Using both ex situ metallographic imaging and in situ X-ray tomographic microscopy, we investigate the kinetics of Al- and Ni-interdiffusion during homogenization at 825–1100 °C for surface-aluminized, 50 μm diameter Ni wires with 0, 10 or 20 wt%Cr. Kirkendall pores, which are created due to imbalanced diffusion of atomic species, are not observed at any of the homogenization temperatures in the Cr-free Ni–Al wires, which equilibrate to Ni-rich β-NiAl. By contrast, during homogenization of the aluminized Ni–10Cr and Ni–20Cr wires to β-NiAl(Cr) at 1000 and 1100 °C, numerous Kirkendall pores are created within the wire volume, indicating that the addition of Cr significantly increases the imbalance between the Ni and Al diffusivities. These pores eventually coalesce into a single cavity, with crescent-shape cross-sections and high aspect ratio aligned with the axis of the wires, so that a tubular β-NiAl(Cr) structure is formed. Tomography shows that the Ni-rich β-NiAl(Cr) reaction layer grows radially within the Ni–10Cr and Ni–20Cr wires annealed in situ at 825, 900, and 1000 °C according to a parabolic law. The growth kinetics of this layer increase slightly with increasing Cr content and obey an Arrhenius relationship, from which an activation energy of ~200 kJ/mol is calculated, in good agreement with literature values for interdiffusion in binary NiAl. The two methods, ex situ metallography and in situ X-ray tomography, are complementary. While tomography very rapidly acquires numerous cross-sectional images showing phase contrast on a single wire, thus replacing interrupted annealing and destructive imaging of multiple samples, metallography has higher spatial resolution and can identify additional phases. In the present case, metallography revealed that α-Cr precipitates form during homogenization of the aluminized Ni–Cr wires due to the limited solubility of Cr in β-NiAl; upon full homogenization, these precipitates re-dissolved in the aluminized Ni–10Cr wires, but remained stable in the Ni–20Cr wires.

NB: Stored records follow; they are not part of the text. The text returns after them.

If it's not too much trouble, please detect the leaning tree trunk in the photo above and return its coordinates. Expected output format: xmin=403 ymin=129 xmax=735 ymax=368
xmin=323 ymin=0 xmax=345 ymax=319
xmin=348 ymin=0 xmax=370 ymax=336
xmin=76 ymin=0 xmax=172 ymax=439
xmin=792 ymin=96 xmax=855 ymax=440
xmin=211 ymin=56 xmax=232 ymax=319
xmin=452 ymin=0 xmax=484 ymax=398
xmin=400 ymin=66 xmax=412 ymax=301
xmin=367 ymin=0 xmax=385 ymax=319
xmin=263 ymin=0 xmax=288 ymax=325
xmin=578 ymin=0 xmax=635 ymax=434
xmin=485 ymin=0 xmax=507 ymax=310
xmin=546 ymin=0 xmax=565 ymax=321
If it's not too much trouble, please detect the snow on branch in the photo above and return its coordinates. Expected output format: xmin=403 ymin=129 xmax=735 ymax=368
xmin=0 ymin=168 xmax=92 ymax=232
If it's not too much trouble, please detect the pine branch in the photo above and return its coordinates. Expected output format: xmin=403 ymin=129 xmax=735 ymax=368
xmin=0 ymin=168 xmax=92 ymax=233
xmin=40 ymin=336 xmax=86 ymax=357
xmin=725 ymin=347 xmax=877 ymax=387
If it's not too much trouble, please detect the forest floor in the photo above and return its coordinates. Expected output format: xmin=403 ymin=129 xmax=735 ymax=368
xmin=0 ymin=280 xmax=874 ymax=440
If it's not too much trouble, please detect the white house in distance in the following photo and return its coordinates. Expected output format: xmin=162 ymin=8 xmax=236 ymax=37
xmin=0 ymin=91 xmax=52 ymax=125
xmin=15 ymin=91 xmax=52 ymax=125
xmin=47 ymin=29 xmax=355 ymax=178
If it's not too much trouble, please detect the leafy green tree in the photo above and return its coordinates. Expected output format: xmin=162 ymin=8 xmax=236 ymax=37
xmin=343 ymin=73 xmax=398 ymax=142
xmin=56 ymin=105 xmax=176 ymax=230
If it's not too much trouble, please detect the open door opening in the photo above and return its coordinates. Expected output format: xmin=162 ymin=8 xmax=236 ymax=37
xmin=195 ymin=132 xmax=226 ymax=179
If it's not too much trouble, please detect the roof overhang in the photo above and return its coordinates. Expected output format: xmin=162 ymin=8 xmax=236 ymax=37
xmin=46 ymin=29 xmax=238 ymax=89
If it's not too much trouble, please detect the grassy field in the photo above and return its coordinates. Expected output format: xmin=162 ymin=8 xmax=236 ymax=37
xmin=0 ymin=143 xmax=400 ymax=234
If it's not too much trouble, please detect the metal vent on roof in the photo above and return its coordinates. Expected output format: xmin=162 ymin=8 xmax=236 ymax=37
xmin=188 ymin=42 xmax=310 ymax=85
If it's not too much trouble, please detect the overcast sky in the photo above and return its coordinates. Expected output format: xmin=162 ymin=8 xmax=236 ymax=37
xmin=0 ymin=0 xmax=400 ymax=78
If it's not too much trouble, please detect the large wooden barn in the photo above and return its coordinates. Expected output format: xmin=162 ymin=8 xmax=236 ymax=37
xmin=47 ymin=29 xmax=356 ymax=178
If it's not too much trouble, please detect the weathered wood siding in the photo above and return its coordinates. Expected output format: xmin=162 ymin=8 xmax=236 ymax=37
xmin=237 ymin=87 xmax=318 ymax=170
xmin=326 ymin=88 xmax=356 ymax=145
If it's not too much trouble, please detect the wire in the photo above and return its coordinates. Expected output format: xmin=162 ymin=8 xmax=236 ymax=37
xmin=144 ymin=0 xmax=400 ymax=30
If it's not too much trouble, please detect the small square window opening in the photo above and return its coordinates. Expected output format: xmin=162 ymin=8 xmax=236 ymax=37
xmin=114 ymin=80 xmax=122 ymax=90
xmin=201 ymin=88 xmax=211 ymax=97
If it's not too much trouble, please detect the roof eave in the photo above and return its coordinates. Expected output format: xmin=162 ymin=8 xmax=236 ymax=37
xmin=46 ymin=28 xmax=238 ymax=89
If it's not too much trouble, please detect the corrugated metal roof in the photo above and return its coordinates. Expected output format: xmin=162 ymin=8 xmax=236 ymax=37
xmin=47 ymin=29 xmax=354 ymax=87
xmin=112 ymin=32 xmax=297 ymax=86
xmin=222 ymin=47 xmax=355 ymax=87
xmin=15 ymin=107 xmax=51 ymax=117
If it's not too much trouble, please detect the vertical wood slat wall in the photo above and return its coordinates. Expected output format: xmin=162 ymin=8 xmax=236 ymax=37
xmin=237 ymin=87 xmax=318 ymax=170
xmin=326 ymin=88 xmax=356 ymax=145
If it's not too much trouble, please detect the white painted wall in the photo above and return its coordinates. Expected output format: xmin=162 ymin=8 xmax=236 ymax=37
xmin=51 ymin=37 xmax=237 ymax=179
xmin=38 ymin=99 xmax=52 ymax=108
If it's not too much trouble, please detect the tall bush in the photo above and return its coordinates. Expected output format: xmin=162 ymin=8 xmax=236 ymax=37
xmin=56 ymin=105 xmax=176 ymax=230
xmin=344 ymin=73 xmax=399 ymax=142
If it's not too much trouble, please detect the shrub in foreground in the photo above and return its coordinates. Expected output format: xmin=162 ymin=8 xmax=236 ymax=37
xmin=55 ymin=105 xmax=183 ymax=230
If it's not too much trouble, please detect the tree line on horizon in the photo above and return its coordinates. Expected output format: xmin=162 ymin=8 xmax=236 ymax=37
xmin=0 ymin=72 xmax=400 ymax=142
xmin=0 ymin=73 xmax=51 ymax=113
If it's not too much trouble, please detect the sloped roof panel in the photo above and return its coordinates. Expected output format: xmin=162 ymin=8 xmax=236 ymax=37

同时使用非原位金相成像和原位X射线断层扫描显微镜，我们研究了在825–1100°C下均质化过程中Al，Ni相互扩散的动力学，这些表面渗铝的直径为50μm，含0、10或20 wt％Cr的镍丝。在无铬的Ni-Al丝的任何均质温度下均未观察到由于原子种类扩散失衡而产生的Kirkendall孔，该温度与富Ni的β-NiAl平衡。相比之下，在1000和1100°C的条件下，将镀铝的Ni-10Cr和Ni-20Cr焊丝均匀化为β-NiAl（Cr）时，在焊丝体积内会形成许多Kirkendall孔，这表明Cr的添加会显着增加不平衡性在镍和铝的扩散率之间。这些孔最终聚结成一个单一的腔体，该腔体具有新月形的横截面和与导线轴对齐的高长宽比，从而形成管状的β-NiAl（Cr）结构。断层扫描显示，富Ni的β-NiAl（Cr）反应层在退火的Ni-10Cr和Ni-20Cr焊丝内呈放射状生长根据抛物线定律在825、900和1000°C的温度下进行原位处理。该层的生长动力学随Cr含量的增加而略有增加，并遵守Arrhenius关系，由此可计算出约200 kJ / mol的活化能，与二元NiAl中相互扩散的文献值非常吻合。两种方法，异位金相和原位X线断层扫描，是相辅相成的。层析成像非常迅速地获取了单条线上显示相衬的大量横截面图像，从而取代了多个样品的间断退火和破坏性成像，而金相学则具有更高的空间分辨率，并且可以识别其他相。在本例中，金相分析表明，由于铬在β-NiAl中的溶解度有限，在镀铝的镍-铬丝均质化过程中会形成α-Cr析出物。经过完全均质化后，这些沉淀物重新溶解在镀铝的Ni-10Cr焊丝中，但在Ni-20Cr焊丝中保持稳定。